La période coloniale néerlandaise a commencé en 1636, lorsque les Hollandais ont chassé les Espagnols, qui avaient commencé à coloniser l'île au début du XVIe siècle. En 1954, Bonaire est devenue un territoire membre de la Fédération des Antilles néerlandaises (comprenant Curaçao, Aruba, Saint-Martin, Bonaire, Saba et Saint-Eustache), qui, collectivement, ont formé l'État du Royaume des Pays-Bas. La « Loi du 10 octobre 2010 » a dissous la Fédération et a créé deux nouveaux États indépendants au sein du Royaume des Pays-Bas, Curaçao et Saint-Martin, chacun ayant le statut de « pays constitutif » au sein du royaume. Aruba a reçu le statut particulier en 1986. Bonaire, Saba et Saint-Eustache ont reçu le statut de municipalités à statut particulier.
En les intégrant ainsi, les Pays-Bas imposent leurs lois et leurs conditions au peuple bonairien et selon leurs plans de domination. Les Bonairiens s'opposent foncièrement à ces arrangements qui les privent, eux, leurs représentants et leurs députés, de tout pouvoir sur le développement de l'île et qui vont à l'encontre de leurs intérêts et de ceux des peuples de la région. Par exemple, le port de Bonaire a été modernisé sous la gouverne des Pays-Bas, membres de l'OTAN, pour le transformer en un port militaire utilisé par l'armée américaine comme point d'appui pour menacer le Venezuela d'intervention.
Le Bonairien James Finies a refusé d'accepter cette annexion illégale et a abandonné sa carrière professionnelle de banquier pour faire campagne contre cette illégalité en protestant devant les bureaux du gouvernement et du gouverneur des Pays-Bas à Bonaire pendant 222 jours consécutifs, refusant de rentrer chez lui, afin de forcer un référendum. Après avoir attiré l'attention du monde entier, un référendum a été accordé en décembre 2015. La question était : « Êtes-vous d'accord avec le statut actuel, qui est directement lié aux Pays-Bas ? Oui ou non ? ».
Pendant le référendum, la Hollande a entre autres fait rentrer des ressortissants hollandais et leur a donné le droit de vote après 3 mois de résidence. Malgré ces manoeuvres, 66 % des citoyens ont voté non et ont rejeté l'annexion et le statut illégaux actuels. Ce résultat a été ratifié au parlement bonairien comme décision légale et démocratique du peuple.

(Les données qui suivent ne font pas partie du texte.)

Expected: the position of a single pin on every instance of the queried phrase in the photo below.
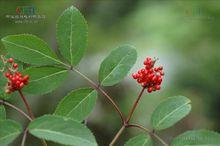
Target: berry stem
(135, 105)
(26, 104)
(126, 123)
(24, 137)
(98, 88)
(15, 108)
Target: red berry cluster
(16, 81)
(150, 77)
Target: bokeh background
(184, 35)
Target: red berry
(7, 91)
(15, 66)
(7, 75)
(150, 89)
(21, 85)
(10, 60)
(157, 87)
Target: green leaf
(169, 112)
(197, 138)
(117, 65)
(72, 34)
(78, 104)
(9, 130)
(44, 79)
(29, 49)
(140, 140)
(63, 131)
(2, 112)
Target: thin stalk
(128, 118)
(135, 105)
(26, 104)
(98, 88)
(24, 137)
(15, 108)
(149, 132)
(117, 135)
(30, 114)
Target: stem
(15, 108)
(140, 127)
(149, 132)
(135, 105)
(24, 137)
(26, 104)
(31, 115)
(98, 88)
(117, 135)
(126, 123)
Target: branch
(149, 132)
(135, 105)
(98, 88)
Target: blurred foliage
(183, 34)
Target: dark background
(183, 34)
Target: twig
(98, 88)
(149, 132)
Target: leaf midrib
(71, 55)
(146, 141)
(171, 113)
(79, 103)
(4, 137)
(28, 48)
(115, 67)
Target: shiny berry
(10, 60)
(15, 66)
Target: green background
(183, 34)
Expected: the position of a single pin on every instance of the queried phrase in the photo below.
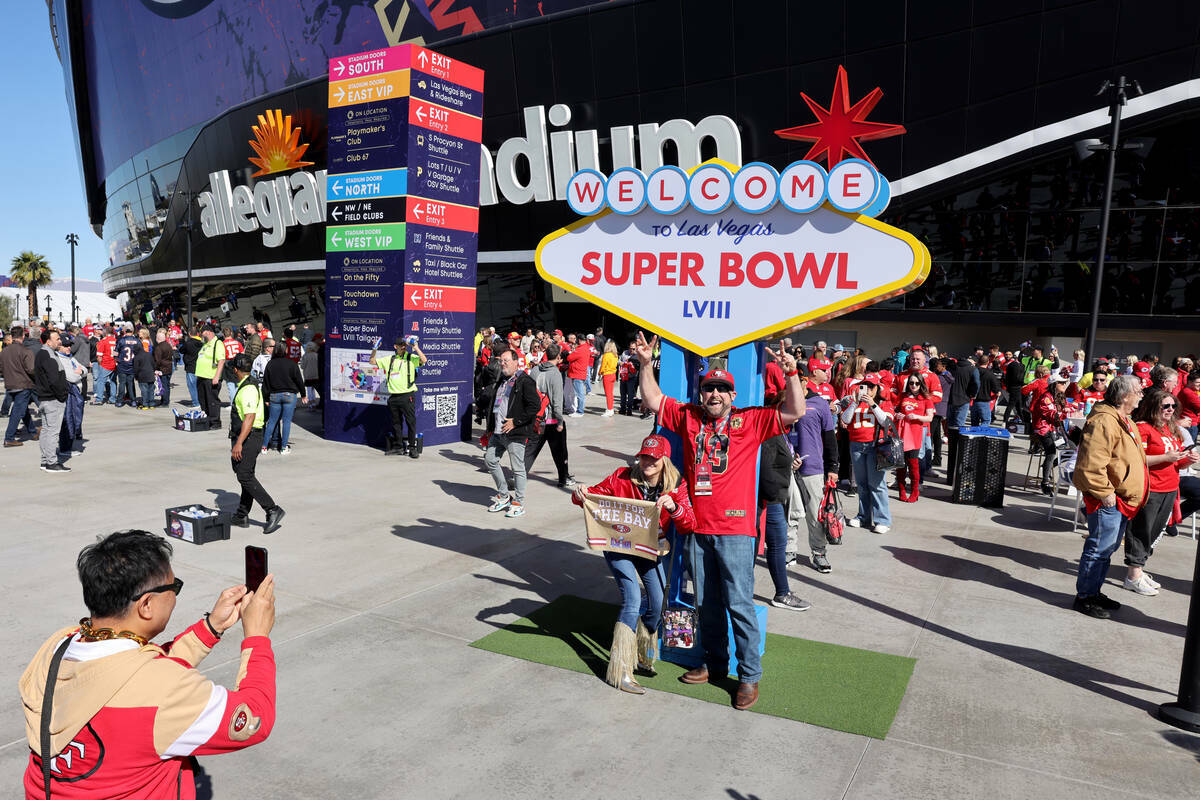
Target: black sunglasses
(175, 585)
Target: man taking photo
(400, 377)
(114, 715)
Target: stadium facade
(994, 173)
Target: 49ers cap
(718, 377)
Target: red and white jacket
(126, 717)
(621, 485)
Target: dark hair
(120, 565)
(1149, 407)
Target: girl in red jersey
(915, 411)
(635, 636)
(1048, 413)
(1163, 443)
(862, 415)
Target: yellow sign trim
(915, 277)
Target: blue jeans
(283, 407)
(981, 413)
(777, 547)
(192, 390)
(18, 413)
(628, 570)
(126, 389)
(166, 390)
(873, 486)
(581, 392)
(959, 415)
(723, 567)
(1105, 528)
(106, 385)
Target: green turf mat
(828, 685)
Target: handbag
(888, 447)
(52, 678)
(831, 515)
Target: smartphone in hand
(256, 566)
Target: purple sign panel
(369, 136)
(443, 167)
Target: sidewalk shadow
(547, 576)
(624, 457)
(951, 566)
(1036, 560)
(1053, 666)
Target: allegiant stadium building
(173, 102)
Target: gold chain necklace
(89, 633)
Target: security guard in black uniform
(400, 378)
(246, 433)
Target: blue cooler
(677, 600)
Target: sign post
(402, 235)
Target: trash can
(979, 463)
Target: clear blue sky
(41, 188)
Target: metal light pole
(73, 240)
(1117, 91)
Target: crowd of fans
(53, 373)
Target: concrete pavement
(388, 567)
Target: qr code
(448, 410)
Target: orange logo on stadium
(277, 144)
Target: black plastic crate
(193, 423)
(979, 463)
(198, 530)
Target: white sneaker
(1140, 587)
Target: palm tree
(29, 271)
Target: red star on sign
(839, 130)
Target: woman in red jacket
(1048, 413)
(635, 636)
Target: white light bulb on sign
(586, 192)
(666, 190)
(711, 188)
(625, 191)
(756, 187)
(802, 186)
(853, 185)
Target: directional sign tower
(402, 230)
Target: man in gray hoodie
(550, 383)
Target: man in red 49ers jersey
(127, 715)
(720, 457)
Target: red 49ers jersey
(732, 452)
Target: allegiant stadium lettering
(274, 205)
(551, 158)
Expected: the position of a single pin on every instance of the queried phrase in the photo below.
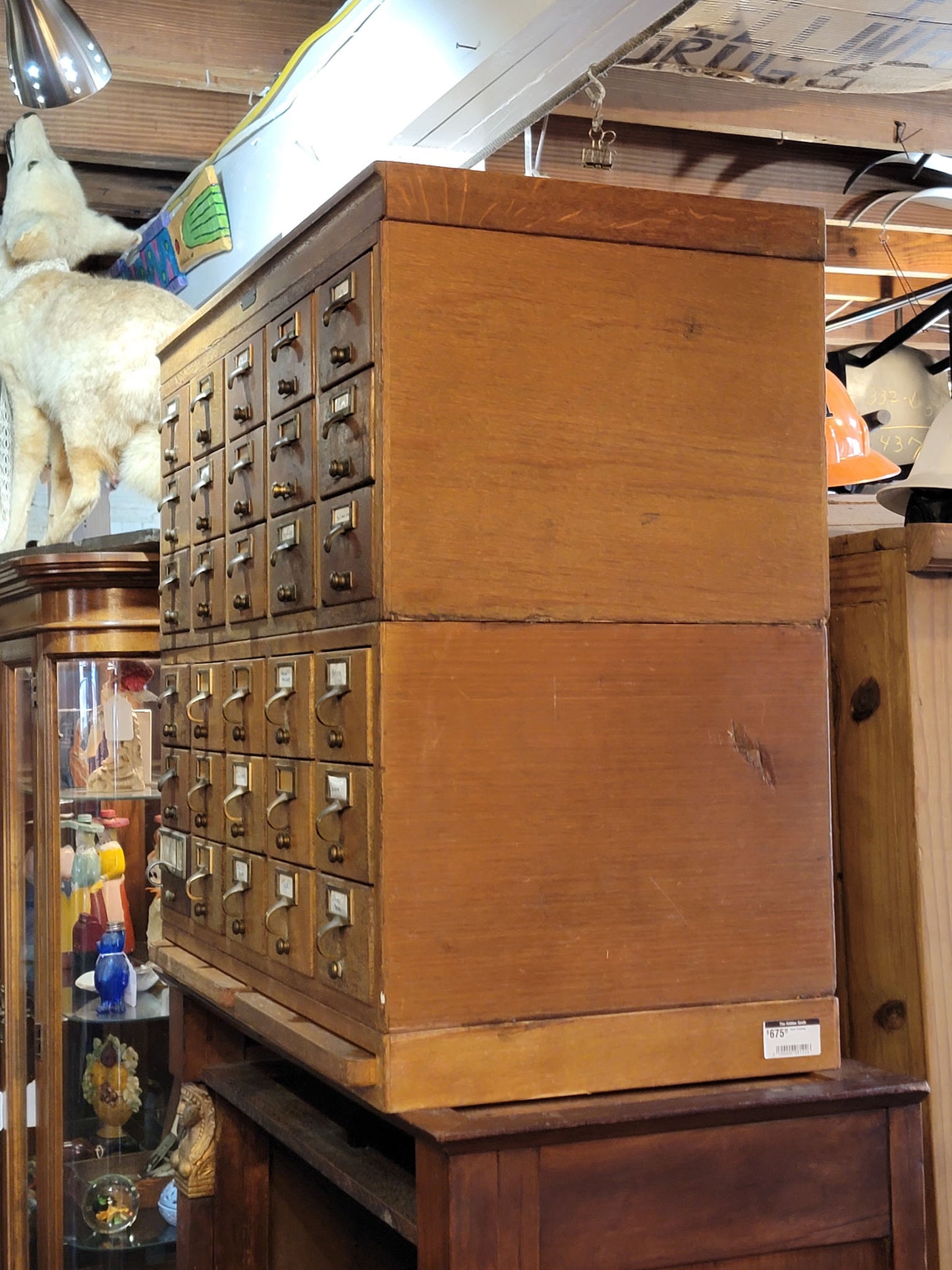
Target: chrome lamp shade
(53, 56)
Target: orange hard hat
(851, 460)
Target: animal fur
(78, 353)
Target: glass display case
(86, 1041)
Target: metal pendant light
(53, 56)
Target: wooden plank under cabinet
(890, 634)
(819, 1172)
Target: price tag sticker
(337, 675)
(793, 1038)
(339, 789)
(339, 904)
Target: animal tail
(140, 465)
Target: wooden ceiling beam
(138, 125)
(229, 46)
(671, 101)
(910, 254)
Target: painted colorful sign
(190, 229)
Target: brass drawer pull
(235, 696)
(196, 877)
(200, 786)
(198, 696)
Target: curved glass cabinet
(86, 1039)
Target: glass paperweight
(111, 1204)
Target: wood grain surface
(571, 486)
(583, 818)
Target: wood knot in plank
(753, 753)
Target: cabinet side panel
(930, 602)
(590, 431)
(600, 818)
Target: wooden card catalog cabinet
(537, 794)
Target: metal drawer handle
(200, 696)
(239, 792)
(335, 531)
(235, 696)
(239, 468)
(196, 877)
(202, 784)
(279, 548)
(342, 301)
(333, 925)
(275, 803)
(169, 774)
(330, 809)
(238, 889)
(283, 342)
(281, 695)
(242, 558)
(338, 691)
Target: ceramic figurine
(111, 1085)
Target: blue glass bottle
(112, 971)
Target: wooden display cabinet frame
(55, 606)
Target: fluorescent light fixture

Le gouvernement néerlandais a ignoré le choix du peuple au référendum. Des centaines de lettres à différents paliers de gouvernement aux Pays-Bas ont été envoyées sans succès. Nos Kier Boneiru Bek (NKBB – Nous voulons que Bonaire nous revienne !) a alors été fondé par James Finies. L'organisation soutenue par la population a entrepris une mission internationale pour faire avancer sa cause.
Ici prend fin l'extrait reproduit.